Bug #50723 InnoDB CHECK TABLE fatal semaphore wait timeout possibly too short for big table
Submitted: 29 Jan 2010 10:01 Modified: 15 May 2012 21:43
Reporter: Oli Sennhauser Email Updates:
Status: Closed Impact on me:
None 
Category:MySQL Server: InnoDB storage engine Severity:S1 (Critical)
Version:5.0, 5.1 OS:Any
Assigned to: Marko Mäkelä CPU Architecture:Any
Tags: big table, CHECK TABLE, fatal semaphore wait timeout, innodb
Triage: Triaged: D1 (Critical) / R3 (Medium) / E4 (High)

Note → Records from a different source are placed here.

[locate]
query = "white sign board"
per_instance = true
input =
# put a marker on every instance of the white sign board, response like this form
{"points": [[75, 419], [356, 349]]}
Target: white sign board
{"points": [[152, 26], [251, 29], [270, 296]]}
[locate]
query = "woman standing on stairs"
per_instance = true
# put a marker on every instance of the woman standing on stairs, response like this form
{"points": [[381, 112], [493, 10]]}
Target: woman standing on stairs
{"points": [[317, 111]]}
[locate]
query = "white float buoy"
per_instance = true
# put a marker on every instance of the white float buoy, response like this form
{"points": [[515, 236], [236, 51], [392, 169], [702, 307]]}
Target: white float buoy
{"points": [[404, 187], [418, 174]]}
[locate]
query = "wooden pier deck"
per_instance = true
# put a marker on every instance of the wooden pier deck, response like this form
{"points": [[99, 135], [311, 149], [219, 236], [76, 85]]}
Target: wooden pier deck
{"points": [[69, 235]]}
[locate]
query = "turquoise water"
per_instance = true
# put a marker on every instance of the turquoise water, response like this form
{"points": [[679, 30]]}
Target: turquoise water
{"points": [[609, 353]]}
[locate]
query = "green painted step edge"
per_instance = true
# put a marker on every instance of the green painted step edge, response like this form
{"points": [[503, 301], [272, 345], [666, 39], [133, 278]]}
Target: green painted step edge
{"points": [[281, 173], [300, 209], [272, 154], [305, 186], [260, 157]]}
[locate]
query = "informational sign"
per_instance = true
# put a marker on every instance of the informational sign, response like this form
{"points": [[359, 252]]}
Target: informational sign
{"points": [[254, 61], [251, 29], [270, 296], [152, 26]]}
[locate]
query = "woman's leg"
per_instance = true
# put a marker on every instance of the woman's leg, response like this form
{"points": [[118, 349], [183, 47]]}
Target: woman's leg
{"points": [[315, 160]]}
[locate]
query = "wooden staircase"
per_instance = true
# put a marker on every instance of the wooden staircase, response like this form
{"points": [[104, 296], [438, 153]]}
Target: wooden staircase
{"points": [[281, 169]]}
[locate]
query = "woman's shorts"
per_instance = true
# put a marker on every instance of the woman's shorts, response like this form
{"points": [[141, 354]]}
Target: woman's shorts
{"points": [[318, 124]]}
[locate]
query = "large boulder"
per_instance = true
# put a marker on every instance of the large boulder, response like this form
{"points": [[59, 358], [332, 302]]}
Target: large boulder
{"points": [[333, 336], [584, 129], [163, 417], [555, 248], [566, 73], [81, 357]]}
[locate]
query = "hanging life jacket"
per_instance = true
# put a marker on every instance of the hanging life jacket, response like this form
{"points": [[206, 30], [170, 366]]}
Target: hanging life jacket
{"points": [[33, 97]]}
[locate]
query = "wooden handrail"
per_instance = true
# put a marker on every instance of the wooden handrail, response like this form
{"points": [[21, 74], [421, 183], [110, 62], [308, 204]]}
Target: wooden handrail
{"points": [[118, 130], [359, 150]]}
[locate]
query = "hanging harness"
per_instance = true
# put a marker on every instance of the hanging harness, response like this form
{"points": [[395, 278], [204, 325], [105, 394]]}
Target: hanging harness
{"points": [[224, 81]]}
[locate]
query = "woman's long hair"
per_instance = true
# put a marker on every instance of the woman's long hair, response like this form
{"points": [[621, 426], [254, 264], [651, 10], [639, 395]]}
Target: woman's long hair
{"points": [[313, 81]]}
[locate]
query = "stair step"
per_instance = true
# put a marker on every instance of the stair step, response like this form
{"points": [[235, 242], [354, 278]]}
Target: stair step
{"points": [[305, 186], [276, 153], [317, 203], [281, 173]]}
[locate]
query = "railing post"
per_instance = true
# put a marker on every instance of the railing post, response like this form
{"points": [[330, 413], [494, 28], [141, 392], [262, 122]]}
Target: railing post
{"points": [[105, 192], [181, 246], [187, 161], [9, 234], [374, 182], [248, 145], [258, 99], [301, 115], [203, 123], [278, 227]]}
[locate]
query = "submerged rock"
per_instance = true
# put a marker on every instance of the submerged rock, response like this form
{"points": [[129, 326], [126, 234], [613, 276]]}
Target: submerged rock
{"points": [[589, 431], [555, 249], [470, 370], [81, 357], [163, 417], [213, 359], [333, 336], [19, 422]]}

[29 Jan 2010 10:01] Oli Sennhauser
Description:
I found that in file row/row0mysql.c in function row_check_table_for_mysql there is the fatal lock wait timeout for the CHECK TABLE command hard coded to 2 hours:

/* Enlarge the fatal lock wait timeout during CHECK TABLE. */
mutex_enter(&kernel_mutex);
srv_fatal_semaphore_wait_threshold += 7200; /* 2 hours */
mutex_exit(&kernel_mutex);

My calculations say, that InnoDB tables with a size of 200 to 350 Gbyte cannot be checked any more with this command:

7200 s * 50 Mbyte/s = 351 Gbyte
7200 s * 30 Mybte/s = 211 Gbyte

We have already customers coming close to these values...

How to repeat:
Only theoretical value. Did not try it out.

Suggested fix:
We have 2 suggestions:

Better one:
<axel> oli: I'd rather request that check table will *not* block any important mutexes, so there is no need to enlarge srv_fatal_semaphore_wait_threshold at all

Worse one:
Make srv_fatal_semaphore_wait_threshold configurable and do NOT hard code it there.
[22 Oct 2010 15:46] Shane Bester
Perhaps the fix for bug #55716 will help this case ? aka, can check bigger tables before hitting the long semaphore wait..
[8 Mar 2011 2:39] James Day
Bug #56855 is similar, watchdog thread timeout during OPTIMIZE TABLE.
[15 May 2012 21:43] John Russell
Added to changelog for 5.1.64, 5.5.25, 5.6.6: 

The CHECK TABLE statement could fail for a large InnoDB table due to
a timeout value of 2 hours. For typical storage devices, the issue
could occur for tables that exceeded approximately 200 or 350 GB,
depending on I/O speed. The fix relaxes the locking performed on the
table being checked, which makes the timeout less likely. It also
makes InnoDB recognize the syntax CHECK TABLE QUICK, which avoids the
possibility of the timeout entirely.